Just curious if any of you have used or heard anything on the Craftsman 10in Professional Table Saw? I was thinking of picking one up for some of the features like the sliding miter table and the built in router table to have in my shop. I have a portable saw but wanted a larger table top without going to a cabinet saw just in case I ever did want to transport it, plus it folds up and out of the way. Read the reviews on Sears website which were all 4.0 and 5.0...just want to get some more comments on it. Thanks.


----------



## TBFGhost (Oct 9, 2008)

That saw is the Ryobi BT3100. It is a very good saw, nothing like th Ryobi saws of today. google the Ryobi BT3000 and BT3100


----------



## Kastoria (May 5, 2008)

Yeah looked it up. I see what you mean with all the features...I like the craftsman but not the price tag.


----------



## TBFGhost (Oct 9, 2008)

...I see BT3000s all the time on Craigslist for $100-$250, I have thought about buying on and putting it on a Bosch stand...but I havn't had the need, my little job site saw and the hybrid contractors saw at a GCs shop i know is all I have been needing to use....It is nice that I have the ability to use another's shop when I need....

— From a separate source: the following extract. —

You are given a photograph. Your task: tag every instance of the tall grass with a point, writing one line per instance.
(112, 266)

You can get miter slots for the left and right side as well...



BT3100









Sears Version, nice stand...










BT3000
















http://www.localaccess.com/1942/ryobi/bt3000inf.jpg


----------



## Kastoria (May 5, 2008)

Yeah i think the sears one would fit great in the shop and can fold it up and move it when not being used all the time...but like I said the price is steep for over $500 bucks I could get a better saw but with less features


----------



## Cdat (Apr 18, 2007)

Fold up when not being used? NOT being USED? WTF, over?


----------



## platinumLLC (Nov 18, 2008)

That crafstman looks like a decent saw. The stand looks similar to the bosch gravity rise but maybe a little flimsier. I just bought the bosch table saw and love it. I got a really good deal, it was on sale at menards with the stand for 419 bucks so I grabbed it. I also have a portable craftsman table saw I bought about 8 years ago and it was alright, think I paid 200 for it. It got the job done but wasn't the most user friendly and it wasn't anything special. If you already have a portable saw why not get something a little more stationary? One on wheels so you can roll it out of the way. They make hybred table saws that are in between cabinet saws and contractor saws.


----------



## Kastoria (May 5, 2008)

Well I have a fine line right now between price and size. I think the cabinet saw will be more in my way than anything - I would love to get a stationary powermatic. 85% of my shop is jammed with metal fabrication equipment. So the custom wood/cabinetry build tools get set up only when they are needed for a build. But there are a lot of times I have a 20,25, even 50ft railing being fabricated and I need all the space I can get to move around.


----------